Der gesammelte Autor

Im allgemeinen ist der deutsche Schriftsteller zerstreut. Er versucht, den Stift mutig in die Wunden der Welt zu legen, hackt seine Wut in die Tastatur und wird bei einer guten Sache als Unterschriftsteller benötigt. Seine Texte verbreitet er über den Erdball. Manchmal werden sie in der Nachbarstadt ungekürzt veröffentlicht. Erich Kästner sprach von einer kleinen Textfabrik, die er, um sich nähren zu können, unablässig betreibe.
Bisweilen aber denkt ein deutscher Autor ganz konzentriert ans Leben. Er denkt daran, daß so viele Menschen ihr Leben in kräftigen Farben zeichneten, ungeschminkt und hinter den Kulissen, nichts als Wahrheit im Lichte der ewig gehaltenen Lampe. Der Fußballer meißelt Sätze wie „Der Ball wird immer länger“, der Sänger bekennt „Ich kam nicht mehr hoch“ und die öffentliche Schönheit faßt ihren privaten Tiefpunkt so zusammen: „Meine innere Batterie wollte endlich wieder gestreichelt werden.“
Das ist der Zeitpunkt, wo der Autor an Sammlung denkt: Du hast doch damals diese ganz hübsche Geschichte geschrieben, die sogar 1 Kritiker bemerkte. Stehen nicht in einem frühen Buche Sätze, die erst jetzt ihre Treffsicherheit entfalten? Und über welche Deiner Sachen haben alle selten so jelacht? Gab es nicht jenes poetische Prosakunststück, das Du für ein liebes Menschenwesen persönlich erdachtest, aber dieses Menschenwesen ist längst nicht mehr persönlich und schon gar nicht mehr lieb?
Der Autor sammelt sich also, ganz ausgewählt. Liest sich selber mal wieder – einer der erschütterndsten Momente in einem jeden Schriftstellerleben.
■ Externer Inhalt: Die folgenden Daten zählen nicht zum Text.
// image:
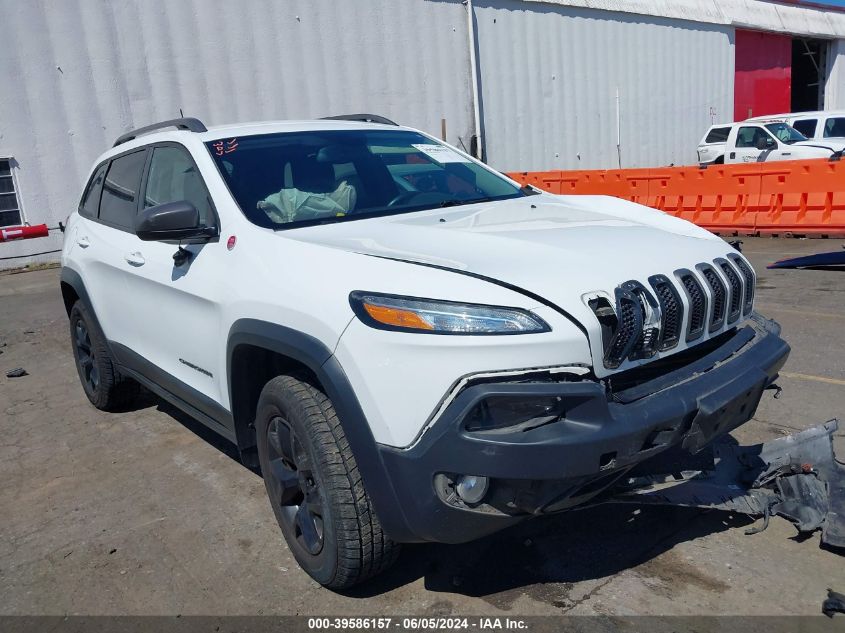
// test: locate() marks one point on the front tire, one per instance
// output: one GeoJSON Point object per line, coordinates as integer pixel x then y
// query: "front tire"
{"type": "Point", "coordinates": [105, 386]}
{"type": "Point", "coordinates": [314, 486]}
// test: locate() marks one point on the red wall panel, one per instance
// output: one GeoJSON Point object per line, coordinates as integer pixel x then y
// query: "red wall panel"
{"type": "Point", "coordinates": [763, 81]}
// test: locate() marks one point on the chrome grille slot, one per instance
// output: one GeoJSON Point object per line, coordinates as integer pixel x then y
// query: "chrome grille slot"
{"type": "Point", "coordinates": [697, 302]}
{"type": "Point", "coordinates": [736, 289]}
{"type": "Point", "coordinates": [647, 320]}
{"type": "Point", "coordinates": [649, 336]}
{"type": "Point", "coordinates": [720, 297]}
{"type": "Point", "coordinates": [671, 309]}
{"type": "Point", "coordinates": [748, 276]}
{"type": "Point", "coordinates": [628, 329]}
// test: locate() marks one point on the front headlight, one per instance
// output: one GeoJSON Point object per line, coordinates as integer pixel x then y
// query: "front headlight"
{"type": "Point", "coordinates": [431, 316]}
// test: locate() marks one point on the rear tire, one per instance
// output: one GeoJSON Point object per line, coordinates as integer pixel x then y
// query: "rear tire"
{"type": "Point", "coordinates": [105, 386]}
{"type": "Point", "coordinates": [315, 488]}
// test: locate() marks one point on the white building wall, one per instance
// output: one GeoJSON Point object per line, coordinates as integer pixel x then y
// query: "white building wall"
{"type": "Point", "coordinates": [76, 74]}
{"type": "Point", "coordinates": [550, 74]}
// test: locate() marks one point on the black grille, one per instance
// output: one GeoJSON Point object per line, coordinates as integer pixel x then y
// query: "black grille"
{"type": "Point", "coordinates": [720, 296]}
{"type": "Point", "coordinates": [628, 330]}
{"type": "Point", "coordinates": [736, 290]}
{"type": "Point", "coordinates": [748, 274]}
{"type": "Point", "coordinates": [698, 305]}
{"type": "Point", "coordinates": [671, 309]}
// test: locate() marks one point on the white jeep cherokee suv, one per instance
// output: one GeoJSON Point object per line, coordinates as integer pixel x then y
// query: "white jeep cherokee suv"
{"type": "Point", "coordinates": [409, 345]}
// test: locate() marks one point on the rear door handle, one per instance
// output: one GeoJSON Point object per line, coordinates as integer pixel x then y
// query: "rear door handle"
{"type": "Point", "coordinates": [135, 259]}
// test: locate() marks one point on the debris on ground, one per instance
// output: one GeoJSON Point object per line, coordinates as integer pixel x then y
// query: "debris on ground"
{"type": "Point", "coordinates": [797, 477]}
{"type": "Point", "coordinates": [835, 603]}
{"type": "Point", "coordinates": [820, 261]}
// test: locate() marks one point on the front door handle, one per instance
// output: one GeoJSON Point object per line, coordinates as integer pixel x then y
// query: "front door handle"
{"type": "Point", "coordinates": [135, 259]}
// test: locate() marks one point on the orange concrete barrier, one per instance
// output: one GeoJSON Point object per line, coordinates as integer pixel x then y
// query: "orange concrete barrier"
{"type": "Point", "coordinates": [800, 198]}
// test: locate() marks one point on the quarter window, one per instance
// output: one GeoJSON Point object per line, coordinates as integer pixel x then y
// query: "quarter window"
{"type": "Point", "coordinates": [10, 206]}
{"type": "Point", "coordinates": [90, 204]}
{"type": "Point", "coordinates": [120, 190]}
{"type": "Point", "coordinates": [834, 127]}
{"type": "Point", "coordinates": [750, 136]}
{"type": "Point", "coordinates": [718, 135]}
{"type": "Point", "coordinates": [807, 127]}
{"type": "Point", "coordinates": [174, 178]}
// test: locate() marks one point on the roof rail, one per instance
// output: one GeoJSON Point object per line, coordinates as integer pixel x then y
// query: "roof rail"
{"type": "Point", "coordinates": [363, 118]}
{"type": "Point", "coordinates": [188, 123]}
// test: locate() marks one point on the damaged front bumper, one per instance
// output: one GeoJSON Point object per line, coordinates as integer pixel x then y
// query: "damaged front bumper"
{"type": "Point", "coordinates": [600, 434]}
{"type": "Point", "coordinates": [797, 477]}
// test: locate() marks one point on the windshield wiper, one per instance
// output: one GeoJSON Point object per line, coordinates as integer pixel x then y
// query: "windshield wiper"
{"type": "Point", "coordinates": [455, 203]}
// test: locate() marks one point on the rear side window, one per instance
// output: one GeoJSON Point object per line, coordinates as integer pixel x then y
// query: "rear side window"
{"type": "Point", "coordinates": [120, 190]}
{"type": "Point", "coordinates": [834, 127]}
{"type": "Point", "coordinates": [747, 136]}
{"type": "Point", "coordinates": [89, 206]}
{"type": "Point", "coordinates": [807, 127]}
{"type": "Point", "coordinates": [174, 178]}
{"type": "Point", "coordinates": [718, 135]}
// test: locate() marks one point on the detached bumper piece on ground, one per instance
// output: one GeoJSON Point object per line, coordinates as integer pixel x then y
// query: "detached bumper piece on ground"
{"type": "Point", "coordinates": [796, 477]}
{"type": "Point", "coordinates": [821, 261]}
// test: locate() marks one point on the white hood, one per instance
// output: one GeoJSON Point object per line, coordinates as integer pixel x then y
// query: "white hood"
{"type": "Point", "coordinates": [562, 248]}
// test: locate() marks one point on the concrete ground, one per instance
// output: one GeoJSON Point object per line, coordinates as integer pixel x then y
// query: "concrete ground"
{"type": "Point", "coordinates": [145, 512]}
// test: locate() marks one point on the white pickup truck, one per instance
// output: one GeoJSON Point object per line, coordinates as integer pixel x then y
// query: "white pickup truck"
{"type": "Point", "coordinates": [822, 127]}
{"type": "Point", "coordinates": [757, 141]}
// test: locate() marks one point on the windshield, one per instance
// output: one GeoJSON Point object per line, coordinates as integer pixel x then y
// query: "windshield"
{"type": "Point", "coordinates": [785, 133]}
{"type": "Point", "coordinates": [303, 178]}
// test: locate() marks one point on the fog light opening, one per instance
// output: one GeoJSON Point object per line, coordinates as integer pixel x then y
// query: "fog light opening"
{"type": "Point", "coordinates": [472, 488]}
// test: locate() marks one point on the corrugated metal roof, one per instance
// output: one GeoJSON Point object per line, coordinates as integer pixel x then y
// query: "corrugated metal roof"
{"type": "Point", "coordinates": [750, 14]}
{"type": "Point", "coordinates": [550, 79]}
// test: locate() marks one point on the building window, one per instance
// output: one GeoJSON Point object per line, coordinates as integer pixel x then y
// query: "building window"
{"type": "Point", "coordinates": [10, 206]}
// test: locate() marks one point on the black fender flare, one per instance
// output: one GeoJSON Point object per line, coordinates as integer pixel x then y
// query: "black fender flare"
{"type": "Point", "coordinates": [73, 279]}
{"type": "Point", "coordinates": [318, 358]}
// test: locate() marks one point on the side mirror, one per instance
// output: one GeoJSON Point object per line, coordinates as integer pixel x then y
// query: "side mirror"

Schüttelt folglich sich und den Kopf: Wie soll man das heute verstehen? Was man damals, unter der Knute des Unrechtssystems, am Rande des Abgründigen, versteckt in Winkelzeitschriften, zerschnipselt von der Zensur, übertüncht von der gelben Farbe der Feigheit so alles hat drucken lassen? Müßten nicht Fußnoten* um Fußnoten das Ganze erst zum Laufen bringen? Hat nicht Kollege Heine, Heinrich (Dr. jur.) sich für seine bei der Augsburger Allgemeinen beschädigten Berichte grausam in VorWorten gerächt? Fragen eines sich selbst lesenden Schreibarbeiters. Der Autor beschließt dann, weil deutsch und mithin der Aktenkunde zugetan, für manche Texte eine Jahreszahl ganz klein zu vermerken. Damit man sieht, daß er in früheren Zeiten, als es wenig Demokratie und keinerlei Herausforderungen des neuen Jahrtausends gab, anders dachte, als heute, also ein Andersdenkender war, der sich bis heute treu blieb. Sollte man aber aus den fehlenden Jahreszahlen der übrigen Texte schließen, daß es überhaupt kein Jahr war, als er diese schrieb? Und wie erkennt man, was ihm heute auf den Nägeln brennt, welche Texte also nagelbrandneu und bislang ungedruckt sind? Aber wer will das wissen?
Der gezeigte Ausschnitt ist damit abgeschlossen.